Aujourd’hui, à la Seyne-sur-Mer, malgré la pose de blocs de béton suite à un squat de Roms en 2011, l’usine est parfaitement accessible. Au rez-de-chaussée, les racks du quai d’expédition sont encore remplis de dizaine de milliers de boites PIP emballés. Il suffit d’ouvrir un carton à destination de la Colombie, qui avec le Venezuela représentait 25 % des ventes de PIP, pour dénicher une prothèse mammaire de type Velvet. « La PIP française était réputée dans le monde entier car, contrairement à la prothèse américaine ronde qui transforme la poitrine en obus, la PIP respectait la forme du sein de la femme », soutient Docteur Leps, chirurgien esthétique.
PIP et sacs plastiques
Velvet, Titanium et même asymétrique, la PME de la Seyne-sur-Mer était donc à la pointe de l’innovation, se plaçant au 3e rang mondial. « La pression était permanente, se souvient Corinne, ancienne salariée de l’entreprise qui a retrouvé du travail dans le bâtiment d’en face qui conditionne des produits Bio (sic).
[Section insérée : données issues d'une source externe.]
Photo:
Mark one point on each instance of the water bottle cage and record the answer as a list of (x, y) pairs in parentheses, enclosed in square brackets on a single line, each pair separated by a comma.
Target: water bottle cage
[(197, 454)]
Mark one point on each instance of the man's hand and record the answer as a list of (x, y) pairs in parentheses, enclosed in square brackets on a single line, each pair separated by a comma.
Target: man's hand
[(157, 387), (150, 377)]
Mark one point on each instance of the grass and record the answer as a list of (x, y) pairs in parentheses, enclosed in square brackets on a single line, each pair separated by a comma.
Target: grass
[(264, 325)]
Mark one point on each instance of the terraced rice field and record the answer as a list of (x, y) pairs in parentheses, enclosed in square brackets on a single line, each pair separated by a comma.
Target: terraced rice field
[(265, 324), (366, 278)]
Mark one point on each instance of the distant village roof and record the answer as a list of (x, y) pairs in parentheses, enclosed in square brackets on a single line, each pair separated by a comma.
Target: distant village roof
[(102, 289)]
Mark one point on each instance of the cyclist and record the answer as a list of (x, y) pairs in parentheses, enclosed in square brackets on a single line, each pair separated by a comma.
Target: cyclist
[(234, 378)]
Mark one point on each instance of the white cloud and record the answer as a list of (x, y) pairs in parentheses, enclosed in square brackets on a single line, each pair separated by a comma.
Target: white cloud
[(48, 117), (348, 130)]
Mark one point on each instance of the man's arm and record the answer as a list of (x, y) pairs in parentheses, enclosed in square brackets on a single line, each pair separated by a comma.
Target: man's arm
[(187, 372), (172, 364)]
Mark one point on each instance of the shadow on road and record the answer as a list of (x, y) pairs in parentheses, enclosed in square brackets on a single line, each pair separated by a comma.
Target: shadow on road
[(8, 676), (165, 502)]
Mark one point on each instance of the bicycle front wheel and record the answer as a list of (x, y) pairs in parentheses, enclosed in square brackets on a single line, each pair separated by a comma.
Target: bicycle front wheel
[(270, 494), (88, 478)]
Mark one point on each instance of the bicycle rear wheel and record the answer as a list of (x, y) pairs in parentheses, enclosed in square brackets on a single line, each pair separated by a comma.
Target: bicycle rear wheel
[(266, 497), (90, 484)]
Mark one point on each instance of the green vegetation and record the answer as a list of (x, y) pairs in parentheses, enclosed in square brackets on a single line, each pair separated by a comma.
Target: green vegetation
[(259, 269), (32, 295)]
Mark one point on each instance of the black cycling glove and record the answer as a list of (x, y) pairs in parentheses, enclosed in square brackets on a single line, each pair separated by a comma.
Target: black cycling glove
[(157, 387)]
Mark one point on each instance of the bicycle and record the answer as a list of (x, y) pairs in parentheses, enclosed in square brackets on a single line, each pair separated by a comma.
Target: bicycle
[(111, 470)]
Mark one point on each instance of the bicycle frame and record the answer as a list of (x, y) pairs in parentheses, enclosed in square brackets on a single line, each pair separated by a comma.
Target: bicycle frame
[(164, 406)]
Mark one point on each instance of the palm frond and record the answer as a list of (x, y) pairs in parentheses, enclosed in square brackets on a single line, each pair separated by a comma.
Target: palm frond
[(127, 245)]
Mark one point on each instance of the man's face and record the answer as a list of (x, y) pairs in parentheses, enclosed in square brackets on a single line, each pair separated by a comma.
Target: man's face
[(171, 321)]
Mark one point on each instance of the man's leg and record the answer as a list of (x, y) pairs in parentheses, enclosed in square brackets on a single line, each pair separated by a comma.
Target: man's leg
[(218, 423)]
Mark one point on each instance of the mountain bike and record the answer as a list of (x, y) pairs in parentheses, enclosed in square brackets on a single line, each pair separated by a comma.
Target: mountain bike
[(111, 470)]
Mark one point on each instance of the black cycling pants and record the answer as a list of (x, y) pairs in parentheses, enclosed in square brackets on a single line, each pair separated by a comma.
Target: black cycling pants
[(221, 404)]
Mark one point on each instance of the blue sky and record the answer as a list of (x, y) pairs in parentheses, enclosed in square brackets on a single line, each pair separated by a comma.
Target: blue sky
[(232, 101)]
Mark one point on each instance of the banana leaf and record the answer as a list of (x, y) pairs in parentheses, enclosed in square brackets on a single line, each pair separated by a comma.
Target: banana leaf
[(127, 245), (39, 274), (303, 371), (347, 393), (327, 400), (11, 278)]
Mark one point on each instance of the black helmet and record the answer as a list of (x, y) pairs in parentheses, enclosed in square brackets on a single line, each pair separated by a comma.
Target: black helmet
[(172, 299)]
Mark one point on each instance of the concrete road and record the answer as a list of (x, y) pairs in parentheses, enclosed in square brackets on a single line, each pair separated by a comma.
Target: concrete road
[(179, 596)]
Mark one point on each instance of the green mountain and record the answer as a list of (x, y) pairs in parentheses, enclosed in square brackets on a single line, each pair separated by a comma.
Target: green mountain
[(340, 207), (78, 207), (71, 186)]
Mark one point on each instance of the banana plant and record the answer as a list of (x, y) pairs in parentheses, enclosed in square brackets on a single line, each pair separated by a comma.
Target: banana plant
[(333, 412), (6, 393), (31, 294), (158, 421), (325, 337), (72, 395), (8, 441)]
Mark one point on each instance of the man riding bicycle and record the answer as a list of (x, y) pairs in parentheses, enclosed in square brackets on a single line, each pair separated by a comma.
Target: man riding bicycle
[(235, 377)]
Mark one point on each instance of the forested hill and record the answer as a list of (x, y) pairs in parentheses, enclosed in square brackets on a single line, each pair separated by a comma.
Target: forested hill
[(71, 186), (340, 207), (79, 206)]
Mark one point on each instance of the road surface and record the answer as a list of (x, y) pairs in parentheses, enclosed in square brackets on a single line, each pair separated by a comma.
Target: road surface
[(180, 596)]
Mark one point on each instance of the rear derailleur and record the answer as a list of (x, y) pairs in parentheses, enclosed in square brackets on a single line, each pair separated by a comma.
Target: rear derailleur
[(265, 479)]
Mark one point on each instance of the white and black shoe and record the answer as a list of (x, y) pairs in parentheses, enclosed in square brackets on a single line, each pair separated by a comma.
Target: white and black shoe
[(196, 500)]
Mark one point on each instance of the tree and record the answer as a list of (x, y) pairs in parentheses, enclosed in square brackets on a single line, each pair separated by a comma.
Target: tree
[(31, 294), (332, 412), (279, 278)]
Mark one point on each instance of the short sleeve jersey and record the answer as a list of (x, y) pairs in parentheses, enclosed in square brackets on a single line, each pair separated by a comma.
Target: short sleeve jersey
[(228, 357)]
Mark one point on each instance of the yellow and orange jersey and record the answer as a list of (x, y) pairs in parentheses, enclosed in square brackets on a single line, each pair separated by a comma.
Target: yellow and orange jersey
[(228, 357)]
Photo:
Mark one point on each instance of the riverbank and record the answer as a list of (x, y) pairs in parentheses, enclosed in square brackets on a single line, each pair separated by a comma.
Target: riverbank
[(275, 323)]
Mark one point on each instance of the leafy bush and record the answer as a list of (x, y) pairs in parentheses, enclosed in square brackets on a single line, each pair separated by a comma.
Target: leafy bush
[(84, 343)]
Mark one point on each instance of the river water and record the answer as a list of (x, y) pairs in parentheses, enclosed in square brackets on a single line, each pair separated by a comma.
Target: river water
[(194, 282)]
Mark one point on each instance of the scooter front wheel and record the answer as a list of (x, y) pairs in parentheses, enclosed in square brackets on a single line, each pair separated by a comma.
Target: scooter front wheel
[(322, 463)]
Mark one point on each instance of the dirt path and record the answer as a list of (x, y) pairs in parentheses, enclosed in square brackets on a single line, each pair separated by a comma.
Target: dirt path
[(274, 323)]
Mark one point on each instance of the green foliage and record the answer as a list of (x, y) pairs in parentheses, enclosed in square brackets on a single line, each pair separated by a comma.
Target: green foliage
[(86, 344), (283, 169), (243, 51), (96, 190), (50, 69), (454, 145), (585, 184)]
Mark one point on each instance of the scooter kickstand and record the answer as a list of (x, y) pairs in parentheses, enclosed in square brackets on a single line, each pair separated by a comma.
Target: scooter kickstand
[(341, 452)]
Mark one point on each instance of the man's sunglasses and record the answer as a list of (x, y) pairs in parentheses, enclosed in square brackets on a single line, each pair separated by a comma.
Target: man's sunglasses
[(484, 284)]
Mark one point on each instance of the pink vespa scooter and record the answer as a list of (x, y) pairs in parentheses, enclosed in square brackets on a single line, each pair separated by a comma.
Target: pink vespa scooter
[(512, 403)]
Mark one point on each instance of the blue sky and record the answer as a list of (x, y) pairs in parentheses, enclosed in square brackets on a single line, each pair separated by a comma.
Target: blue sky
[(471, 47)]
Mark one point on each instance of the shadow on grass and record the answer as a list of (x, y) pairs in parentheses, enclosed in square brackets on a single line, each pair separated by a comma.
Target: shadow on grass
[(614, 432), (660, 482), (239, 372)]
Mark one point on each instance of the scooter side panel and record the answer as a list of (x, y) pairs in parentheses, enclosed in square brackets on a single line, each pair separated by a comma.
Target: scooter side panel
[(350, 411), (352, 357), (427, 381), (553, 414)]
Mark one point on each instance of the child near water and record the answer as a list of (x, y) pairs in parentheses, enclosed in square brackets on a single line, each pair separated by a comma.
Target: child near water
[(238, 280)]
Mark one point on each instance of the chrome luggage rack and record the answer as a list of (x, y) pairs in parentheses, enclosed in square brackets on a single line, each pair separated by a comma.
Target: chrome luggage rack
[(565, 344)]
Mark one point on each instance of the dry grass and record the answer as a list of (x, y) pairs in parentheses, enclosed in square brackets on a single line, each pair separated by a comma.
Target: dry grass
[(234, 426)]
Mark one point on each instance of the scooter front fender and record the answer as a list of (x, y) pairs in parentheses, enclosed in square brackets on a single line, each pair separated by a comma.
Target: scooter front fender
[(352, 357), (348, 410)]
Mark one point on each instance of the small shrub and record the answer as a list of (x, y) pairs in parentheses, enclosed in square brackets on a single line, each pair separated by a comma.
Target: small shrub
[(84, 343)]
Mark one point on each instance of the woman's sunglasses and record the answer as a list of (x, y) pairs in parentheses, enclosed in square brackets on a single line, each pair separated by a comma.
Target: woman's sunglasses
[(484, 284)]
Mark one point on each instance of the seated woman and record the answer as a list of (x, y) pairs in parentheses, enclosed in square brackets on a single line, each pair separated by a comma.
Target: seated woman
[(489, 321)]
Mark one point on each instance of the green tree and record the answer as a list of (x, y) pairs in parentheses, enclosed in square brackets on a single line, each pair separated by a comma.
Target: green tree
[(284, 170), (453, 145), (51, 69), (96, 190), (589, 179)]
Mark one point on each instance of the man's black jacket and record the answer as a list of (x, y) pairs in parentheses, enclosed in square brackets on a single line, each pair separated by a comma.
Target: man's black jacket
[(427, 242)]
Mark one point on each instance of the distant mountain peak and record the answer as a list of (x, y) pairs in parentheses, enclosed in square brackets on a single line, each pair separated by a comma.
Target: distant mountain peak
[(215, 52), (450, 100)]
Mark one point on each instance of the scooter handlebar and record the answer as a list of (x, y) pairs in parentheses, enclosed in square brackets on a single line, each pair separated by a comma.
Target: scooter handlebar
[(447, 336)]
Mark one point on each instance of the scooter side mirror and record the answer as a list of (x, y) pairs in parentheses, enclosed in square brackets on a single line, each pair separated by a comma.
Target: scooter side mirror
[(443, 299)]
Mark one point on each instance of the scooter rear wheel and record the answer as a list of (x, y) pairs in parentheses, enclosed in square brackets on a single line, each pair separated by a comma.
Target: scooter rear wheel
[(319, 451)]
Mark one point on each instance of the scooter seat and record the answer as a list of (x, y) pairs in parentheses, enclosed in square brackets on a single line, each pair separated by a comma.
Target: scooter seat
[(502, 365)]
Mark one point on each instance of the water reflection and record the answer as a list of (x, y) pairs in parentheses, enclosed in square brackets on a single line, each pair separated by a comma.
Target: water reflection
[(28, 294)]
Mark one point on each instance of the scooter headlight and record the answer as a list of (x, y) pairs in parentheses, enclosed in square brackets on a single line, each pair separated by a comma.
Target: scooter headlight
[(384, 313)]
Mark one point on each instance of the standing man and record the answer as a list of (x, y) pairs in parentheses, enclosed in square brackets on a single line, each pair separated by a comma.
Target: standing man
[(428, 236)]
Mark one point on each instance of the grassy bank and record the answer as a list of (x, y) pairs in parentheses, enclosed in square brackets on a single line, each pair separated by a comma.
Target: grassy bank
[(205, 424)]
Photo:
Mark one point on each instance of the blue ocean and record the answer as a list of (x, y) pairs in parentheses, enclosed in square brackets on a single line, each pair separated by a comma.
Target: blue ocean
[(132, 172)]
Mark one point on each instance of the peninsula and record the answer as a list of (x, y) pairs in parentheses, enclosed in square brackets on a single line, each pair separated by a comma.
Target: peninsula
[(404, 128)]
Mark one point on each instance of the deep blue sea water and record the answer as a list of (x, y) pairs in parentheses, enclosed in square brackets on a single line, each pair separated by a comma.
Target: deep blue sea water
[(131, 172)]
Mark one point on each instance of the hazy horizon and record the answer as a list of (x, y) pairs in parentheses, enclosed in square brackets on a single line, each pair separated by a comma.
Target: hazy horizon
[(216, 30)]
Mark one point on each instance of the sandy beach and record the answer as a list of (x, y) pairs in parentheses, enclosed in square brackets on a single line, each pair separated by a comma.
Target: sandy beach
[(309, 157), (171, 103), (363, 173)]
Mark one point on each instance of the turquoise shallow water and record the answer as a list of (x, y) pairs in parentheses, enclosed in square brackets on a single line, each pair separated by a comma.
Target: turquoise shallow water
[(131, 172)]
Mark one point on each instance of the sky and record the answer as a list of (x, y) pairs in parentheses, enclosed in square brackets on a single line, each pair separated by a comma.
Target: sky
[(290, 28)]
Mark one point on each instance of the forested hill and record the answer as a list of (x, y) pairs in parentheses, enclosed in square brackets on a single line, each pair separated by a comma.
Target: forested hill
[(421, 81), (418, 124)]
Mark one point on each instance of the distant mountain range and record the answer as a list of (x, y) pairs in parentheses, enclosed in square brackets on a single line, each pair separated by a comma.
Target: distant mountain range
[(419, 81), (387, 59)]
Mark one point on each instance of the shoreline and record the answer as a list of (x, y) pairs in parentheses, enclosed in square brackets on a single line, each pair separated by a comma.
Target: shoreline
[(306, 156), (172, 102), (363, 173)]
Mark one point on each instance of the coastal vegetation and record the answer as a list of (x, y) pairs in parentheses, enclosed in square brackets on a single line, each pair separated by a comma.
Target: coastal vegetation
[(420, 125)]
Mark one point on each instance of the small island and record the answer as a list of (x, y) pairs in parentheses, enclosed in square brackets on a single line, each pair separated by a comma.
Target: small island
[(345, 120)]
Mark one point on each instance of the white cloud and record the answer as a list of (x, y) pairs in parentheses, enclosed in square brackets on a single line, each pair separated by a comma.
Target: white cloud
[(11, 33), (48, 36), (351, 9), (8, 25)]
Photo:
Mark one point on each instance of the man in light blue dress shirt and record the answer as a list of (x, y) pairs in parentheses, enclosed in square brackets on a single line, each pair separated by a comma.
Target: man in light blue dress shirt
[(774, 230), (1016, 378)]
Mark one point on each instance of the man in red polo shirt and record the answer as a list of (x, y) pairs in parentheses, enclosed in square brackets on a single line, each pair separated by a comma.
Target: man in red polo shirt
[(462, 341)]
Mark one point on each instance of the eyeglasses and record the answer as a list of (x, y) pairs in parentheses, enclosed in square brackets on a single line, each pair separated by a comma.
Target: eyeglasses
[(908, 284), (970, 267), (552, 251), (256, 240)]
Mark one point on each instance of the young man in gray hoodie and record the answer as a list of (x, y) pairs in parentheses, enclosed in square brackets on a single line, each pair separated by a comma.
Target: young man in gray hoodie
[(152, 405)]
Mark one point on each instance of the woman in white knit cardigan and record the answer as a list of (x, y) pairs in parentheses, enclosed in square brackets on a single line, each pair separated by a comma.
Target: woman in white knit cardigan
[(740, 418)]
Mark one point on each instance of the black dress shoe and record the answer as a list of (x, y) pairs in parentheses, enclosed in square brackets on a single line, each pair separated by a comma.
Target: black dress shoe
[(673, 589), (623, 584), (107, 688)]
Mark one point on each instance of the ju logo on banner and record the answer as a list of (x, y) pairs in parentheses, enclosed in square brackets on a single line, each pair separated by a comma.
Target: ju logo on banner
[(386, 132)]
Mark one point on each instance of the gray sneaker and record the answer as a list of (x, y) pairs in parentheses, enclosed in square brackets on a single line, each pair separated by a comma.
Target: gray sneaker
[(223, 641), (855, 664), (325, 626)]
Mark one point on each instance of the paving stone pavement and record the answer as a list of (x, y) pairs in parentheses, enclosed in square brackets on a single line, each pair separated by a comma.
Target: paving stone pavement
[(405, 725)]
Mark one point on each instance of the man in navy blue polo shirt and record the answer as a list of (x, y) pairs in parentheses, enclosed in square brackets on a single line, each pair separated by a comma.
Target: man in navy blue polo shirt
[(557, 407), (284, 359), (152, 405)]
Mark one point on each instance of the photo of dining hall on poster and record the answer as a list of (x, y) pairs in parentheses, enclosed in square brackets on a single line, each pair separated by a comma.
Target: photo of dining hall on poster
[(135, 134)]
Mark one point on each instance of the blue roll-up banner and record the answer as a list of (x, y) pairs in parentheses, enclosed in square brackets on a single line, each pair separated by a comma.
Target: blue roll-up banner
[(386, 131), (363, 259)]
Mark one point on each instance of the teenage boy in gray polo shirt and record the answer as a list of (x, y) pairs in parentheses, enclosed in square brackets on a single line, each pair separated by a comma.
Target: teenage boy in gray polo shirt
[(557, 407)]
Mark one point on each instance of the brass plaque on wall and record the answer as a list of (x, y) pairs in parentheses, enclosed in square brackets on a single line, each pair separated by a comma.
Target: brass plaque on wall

Tout le monde savait dans l’entreprise qu’on trichait, mais Jean-Claude Mas nous a tous fait croire que son gel était meilleur. Pourtant, quand les Allemands venaient pour certifier CE, il fallait cacher les fûts dans le transformateur EDF et remplacer les bordereaux des fournisseurs par ceux de Nusil. » Pendant 10 ans, TÜV, le leader européen du contrôle qualité, a reconduit systématiquement sa certification. Même quand des retours et des plaintes se sont faits plus nombreux à partir de 2009. Dans l’usine, on trouve même « le bureau des retours » où sont entassés des cartons de prothèses explantées dans des sacs plastiques venant du monde entier !
« TÜV téléphonait 10 jours avant leur inspection, s’emporte Laurent Gaudon. Si cette fraude a pu avoir lieu, c’est du fait de sa négligence. » Voilà pourquoi l’avocat et six distributeurs ont assigné l’entreprise allemande devant le tribunal de commerce de Toulon le mois dernier. Les distributeurs réclament 28 millions d’euros d’indemnités. « De notre côté, nous lui réclamons 16 000 euros par plaignante », confirme Laurent Gaudon. Mais le 22 mars, le parquet de Toulon a demandé au juge d’écarter la responsabilité de TÜV. « Au procès pénal à Marseille, on va même se retrouver sur le même banc qu’eux puisque le TGI l’a accepté comme partie civile contre Mas », souligne, dépité, Olivier Gaudon. Verdict le 17 mai.